O PDT oficializou nesta quinta-feira 23 a escolha do ex-deputado federal Rafael Motta como seu pré-candidato ao Senado no Rio Grande do Norte nas eleições de 2026. A definição foi anunciada em nota do partido e encerra a disputa interna que envolvia também o ex-senador e ex-presidente da Petrobras Jean Paul Prates, que passa a compor a chapa como candidato a primeiro suplente.
De acordo com a sigla, a decisão “reflete a união de forças em prol de um projeto grandioso para o nosso estado”. O texto é assinado pelo presidente nacional do PDT, Carlos Lupi, e pela presidente do PDT no RN, Márcia Maia.
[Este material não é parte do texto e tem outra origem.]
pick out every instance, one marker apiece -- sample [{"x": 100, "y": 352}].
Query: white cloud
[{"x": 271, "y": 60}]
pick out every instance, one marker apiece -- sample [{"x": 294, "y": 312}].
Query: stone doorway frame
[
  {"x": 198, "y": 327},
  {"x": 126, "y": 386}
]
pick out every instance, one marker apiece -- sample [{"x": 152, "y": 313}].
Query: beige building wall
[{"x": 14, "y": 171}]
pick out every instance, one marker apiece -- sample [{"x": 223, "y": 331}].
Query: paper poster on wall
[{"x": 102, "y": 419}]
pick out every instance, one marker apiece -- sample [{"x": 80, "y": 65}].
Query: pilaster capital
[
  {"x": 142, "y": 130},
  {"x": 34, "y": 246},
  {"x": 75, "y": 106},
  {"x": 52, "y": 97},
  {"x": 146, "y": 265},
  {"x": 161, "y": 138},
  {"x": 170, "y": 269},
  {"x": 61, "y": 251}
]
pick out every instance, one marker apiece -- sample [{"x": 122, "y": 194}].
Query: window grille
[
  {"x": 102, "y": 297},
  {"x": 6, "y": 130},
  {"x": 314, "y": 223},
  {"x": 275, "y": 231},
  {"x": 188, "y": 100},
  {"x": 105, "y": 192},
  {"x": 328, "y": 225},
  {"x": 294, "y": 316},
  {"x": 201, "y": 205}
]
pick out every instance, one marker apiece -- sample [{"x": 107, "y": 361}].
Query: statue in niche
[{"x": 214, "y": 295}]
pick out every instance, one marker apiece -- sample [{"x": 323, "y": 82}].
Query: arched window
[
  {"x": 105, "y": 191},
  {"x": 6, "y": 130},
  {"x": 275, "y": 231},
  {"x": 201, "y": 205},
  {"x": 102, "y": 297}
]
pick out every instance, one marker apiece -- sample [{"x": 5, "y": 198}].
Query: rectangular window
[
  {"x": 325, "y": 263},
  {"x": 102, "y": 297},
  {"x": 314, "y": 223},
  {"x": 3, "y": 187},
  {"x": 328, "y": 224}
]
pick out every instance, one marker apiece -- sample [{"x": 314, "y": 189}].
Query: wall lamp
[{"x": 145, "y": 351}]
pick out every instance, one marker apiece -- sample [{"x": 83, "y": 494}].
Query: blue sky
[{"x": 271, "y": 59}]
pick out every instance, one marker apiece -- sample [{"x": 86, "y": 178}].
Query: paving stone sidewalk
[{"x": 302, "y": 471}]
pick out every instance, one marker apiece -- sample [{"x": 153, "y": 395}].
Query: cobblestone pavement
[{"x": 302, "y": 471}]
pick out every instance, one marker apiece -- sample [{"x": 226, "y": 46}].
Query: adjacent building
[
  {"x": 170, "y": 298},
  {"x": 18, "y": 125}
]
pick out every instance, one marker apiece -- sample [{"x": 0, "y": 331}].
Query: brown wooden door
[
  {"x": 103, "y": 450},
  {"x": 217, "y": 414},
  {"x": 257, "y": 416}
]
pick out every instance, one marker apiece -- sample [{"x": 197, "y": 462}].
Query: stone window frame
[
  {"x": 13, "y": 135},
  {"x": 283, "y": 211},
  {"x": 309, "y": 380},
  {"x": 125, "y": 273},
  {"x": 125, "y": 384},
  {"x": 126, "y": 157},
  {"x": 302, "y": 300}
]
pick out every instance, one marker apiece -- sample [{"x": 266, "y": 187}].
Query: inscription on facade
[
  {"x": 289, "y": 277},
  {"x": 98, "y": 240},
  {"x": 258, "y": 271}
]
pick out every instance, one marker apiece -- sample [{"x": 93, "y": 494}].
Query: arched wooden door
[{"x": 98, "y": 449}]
A definição ocorre pouco mais de duas semanas após o partido anunciar que realizaria uma pesquisa interna para orientar a escolha do candidato. Os números do levantamento interno não foram divulgados à imprensa.
A disputa colocava frente a frente dois nomes recém-integrados ao partido. Jean Paul Prates chegou ao PDT após deixar o PT em dezembro de 2025. Já Rafael Motta se filiou em março após mais de um ano sem partido.
Além da pesquisa, outro elemento central nas negociações foi a proposta de um arranjo político que evitasse divisão interna. O presidente nacional do PDT, Carlos Lupi, chegou a apresentar aos dois pré-candidatos a ideia de compartilhamento de mandato, como forma de acomodar ambas as lideranças e fortalecer a competitividade da legenda no Estado.
A solução anunciada nesta quinta confirma esse caminho. Na nota, o partido afirma que a composição “inaugura um modelo inovador de mandato compartilhado”, destacando que a aliança foi construída com base em “maturidade política e respeito ao processo democrático”.
O PDT também buscou valorizar o perfil complementar dos dois nomes. De acordo com o comunicado, a chapa combina “a juventude e a destacada atuação legislativa de Rafael Motta” com “a vasta experiência executiva, legislativa e capacidade técnica de Jean Paul Prates, ex-senador e ex-presidente da Petrobras”. A legenda afirma acreditar que o formato adotado “será um poderoso motor de desenvolvimento para o povo do Rio Grande do Norte”.
A decisão ocorre em um contexto de reorganização das forças políticas no Estado para 2026. O PDT já havia definido apoio à pré-candidatura de Samanda Alves (PT) para uma das duas vagas ao Senado em disputa, o que deixava apenas uma posição disponível na chapa majoritária da aliança no campo da esquerda e centro-esquerda.
Em nota, Rafael Motta afirmou que recebe com “responsabilidade, serenidade e entusiasmo” a confirmação de seu nome como pré-candidato ao Senado pelo PDT e destacou que a definição foi resultado de um processo coletivo dentro da legenda. Ele ressaltou que a escolha “não foi uma decisão individual”, mas fruto do “diálogo, da construção coletiva e da confiança de um grupo que acredita em um projeto sólido para o Rio Grande do Norte”.
Rafael também enfatizou o papel da articulação partidária na consolidação da chapa, agradecendo à direção nacional e estadual da sigla, além de destacar a importância da composição com o ex-senador Jean Paul Prates. Segundo ele, a presença de Jean Paul como suplente “fortalece ainda mais esse projeto”, ao agregar “experiência, preparo e visão de futuro”.
Ao projetar a campanha, o pré-candidato defendeu uma atuação mais próxima da população. “Defendo um Senado mais próximo das pessoas, com transparência, prestação de contas e resultados concretos”, afirmou. Ele também indicou que pretende percorrer o estado para ouvir demandas e construir propostas de forma participativa.
Jean reforça unidade
Jean Paul Prates adotou tom conciliador após a definição do PDT e afirmou que recebe o resultado “com serenidade, respeito e espírito de unidade”. Em nota à imprensa, ele reconheceu que a pesquisa interna apontou Rafael Motta como o nome com maior aderência eleitoral no momento e destacou a legitimidade do processo.
Segundo Jean, a escolha foi fruto de um procedimento “transparente, baseado em critério objetivo previamente pactuado”, o que, na avaliação dele, fortalece a legenda. Ele também parabenizou o companheiro de partido pelo desempenho e reafirmou compromisso com o projeto político em construção no Estado.
O ex-senador confirmou que seguirá como primeiro suplente na chapa ao Senado e destacou que pretende atuar de forma ativa no modelo proposto pelo partido. “Contribuindo de forma ativa para uma proposta inovadora de atuação parlamentar compartilhada, com integração de agendas, cooperação institucional e foco em resultados concretos para a população do Rio Grande do Norte”, afirmou.
Jean Paul Prates também avaliou que o processo interno demonstrou a possibilidade de construção política baseada em método e responsabilidade. “Mais do que uma definição interna, construímos uma base sólida de unidade e complementaridade”, disse.